Taxe sur les superprofits : Aurore Bergé menace les entreprises, "si les efforts ne sont pas assez soutenus"

Taxe sur les superprofits : Aurore Bergé menace les entreprises, "si les efforts ne sont pas assez soutenus"
La présidente du groupe Renaissance à l'Assemblée nationale, Aurore Bergé, le 11 juillet 2022.

publié le vendredi 05 août 2022 à 11h16

"Notre enjeu, c'est de faire en sorte que là où vous avez des profits nettement supérieurs à ce qu'ils ont pu être dans les années passés, il y a de la redistribution", a résumé la présidente du groupe Renaissance à l'Assemblée nationale, Aurore Bergé, sur Europe 1 ce vendredi 5 août.

Le débat se poursuit autour de la taxations des superprofits. Ce vendredi 5 août, la présidente du groupe Renaissance à l'Assemblée nationale, Aurore Bergé, a prévenu les entreprises au micro d'Europe 1.

"Si les efforts ne sont pas assez soutenus, si ces entreprises ne contribuent pas assez, ne redistribuent pas assez aussi vis-à-vis de leurs propres salariés en France, on ne s'interdira évidemment pas d'avoir cette réflexion en matière fiscale", a-t-elle assuré.


"C'est un vrai débat qu'on a eu et c'est un débat qu'on aura sans doute. Les entreprises doivent évidemment payer des impôts en France et nous sommes la majorité qui a permis, notamment, que les fameux Gafa payent enfin de la fiscalité en Europe et en France. On est très à l'aise sur la nécessité de ces grandes entreprises à contribuer fiscalement en France", a expliqué Aurore Bergé.

Puis d'estimer que les superprofits sont "difficiles à caractériser." "Les Insoumis veulent taxer systématiquement, on a échappé à de nombreuses nouvelles taxes. Notre enjeu, c'est de faire en sorte que là où vous avez des profits nettement supérieurs à ce qu'ils ont pu être dans les années passés, il y a de la redistribution", a résumé la présidente du groupe Renaissance à l'Assemblée nationale.

"Valait-il mieux une taxe -un produit différé pour les Français dans un an, deux ans, trois ans- ou valait-il mieux tout de suite une baisse des prix ? Sur l'essence, je préfère qu'on ait dès septembre 30 centimes de baisse grâce à l'État et 20 centimes supplémentaires avec le concours de Total", a-t-elle justifié.

Les MoDem pour une "réflexion" à l'automne  

Dans la majorité, les députés MoDem ont plaidé cette semaine pour une "réflexion" à l'automne sur la taxation des "superprofits" d'entreprises, "une question qui taraude nos concitoyens", renvoyant notamment à une "mission flash" lancée par la commission des Finances.
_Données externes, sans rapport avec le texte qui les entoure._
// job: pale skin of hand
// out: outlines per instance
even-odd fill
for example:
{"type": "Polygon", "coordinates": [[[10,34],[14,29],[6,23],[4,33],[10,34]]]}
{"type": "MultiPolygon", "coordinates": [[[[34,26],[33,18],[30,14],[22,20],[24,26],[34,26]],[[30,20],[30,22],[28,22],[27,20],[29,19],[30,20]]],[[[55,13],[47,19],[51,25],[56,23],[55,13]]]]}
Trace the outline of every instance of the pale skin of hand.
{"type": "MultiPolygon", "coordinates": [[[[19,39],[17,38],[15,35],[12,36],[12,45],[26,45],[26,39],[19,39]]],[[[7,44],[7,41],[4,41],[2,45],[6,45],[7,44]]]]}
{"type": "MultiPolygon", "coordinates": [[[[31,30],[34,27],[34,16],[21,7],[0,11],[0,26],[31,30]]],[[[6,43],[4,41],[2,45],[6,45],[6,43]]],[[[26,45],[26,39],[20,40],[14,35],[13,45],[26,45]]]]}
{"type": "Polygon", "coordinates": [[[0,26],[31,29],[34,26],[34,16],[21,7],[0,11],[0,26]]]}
Majorité et LR ont rejeté les amendements sur le sujet lors de la discussion du paquet pouvoir d'achat à l'Assemblée et au Sénat. Selon le porte-parole du groupe MoDem Bruno Millienne, c'est malgré tout "un sujet d'actualité" : "C'est vrai que quand vous en discutez autour de vous, pas une personne ne va vous dire qu'elle trouve ça décent que certaines entreprises fassent des profits considérables en pleine période d'inflation", quand "les gens ont du mal à boucler les fins de mois".

"On ne pourra pas s'exonérer de cette réflexion. Je ne sais pas si ça aboutira sur quelque chose mais la réflexion sera portée par tous les groupes" à l'automne durant l'examen du budget, a assuré le centriste.